If you use an imported model, specify the ARN of the imported model. You can get the model ARN from a successful call to CreateModelImportJob or from the Imported models page in the Amazon Bedrock console.
string
Specifies whether to enable or disable the Bedrock trace. If enabled, you can see the full Bedrock trace.
string
The unique identifier of the guardrail that you want to use. If you don't provide a value, no guardrail is applied to the invocation.
An error is thrown in the following situations.
You don't provide a guardrail identifier but you specify the amazon-bedrock-guardrailConfig field in the request body.
You enable the guardrail but the contentType isn't application/json.

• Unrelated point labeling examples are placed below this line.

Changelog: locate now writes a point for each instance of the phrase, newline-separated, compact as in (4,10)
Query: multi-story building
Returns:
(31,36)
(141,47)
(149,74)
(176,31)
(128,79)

You provide a guardrail identifier, but guardrailVersion isn't specified.
string
The version number for the guardrail. The value can also be DRAFT.
string
Model performance settings for the request.
dict
The response of this operation contains an :class:`.EventStream` member. When iterated the :class:`.EventStream` will yield events based on the structure below, where only one of the top level keys will be present for any given event.
Response Syntax
{ 'body': EventStream({ 'chunk': { 'bytes': b'bytes' }, 'internalServerException': { 'message': 'string' }, 'modelStreamErrorException': { 'message': 'string', 'originalStatusCode': 123, 'originalMessage': 'string' }, 'validationException': { 'message': 'string' }, 'throttlingException': { 'message': 'string' }, 'modelTimeoutException': { 'message': 'string' }, 'serviceUnavailableException': { 'message': 'string' } }), 'contentType': 'string', 'performanceConfigLatency': 'standard'|'optimized' }
Response Structure
(dict) --
body (:class:`.EventStream`) --
Inference response from the model in the format specified by the contentType header. To see the format and content of this field for different models, refer to Inference parameters.
chunk (dict) --
Content included in the response.
bytes (bytes) --
Base64-encoded bytes of payload data.
internalServerException (dict) --
An internal server error occurred. Retry your request.
message (string) --
modelStreamErrorException (dict) --
An error occurred while streaming the response. Retry your request.
message (string) --
originalStatusCode (integer) --
The original status code.
originalMessage (string) --
The original message.
validationException (dict) --
Input validation failed. Check your request parameters and retry the request.
message (string) --
throttlingException (dict) --
Your request was throttled because of service-wide limitations. Resubmit your request later or in a different region. You can also purchase Provisioned Throughput to increase the rate or number of tokens you can process.
message (string) --
modelTimeoutException (dict) --
The request took too long to process. Processing time exceeded the model timeout length.
message (string) --
serviceUnavailableException (dict) --
The service isn't available. Try again later.
message (string) --
contentType (string) --
The MIME type of the inference result.
performanceConfigLatency (string) --
Model performance settings for the request.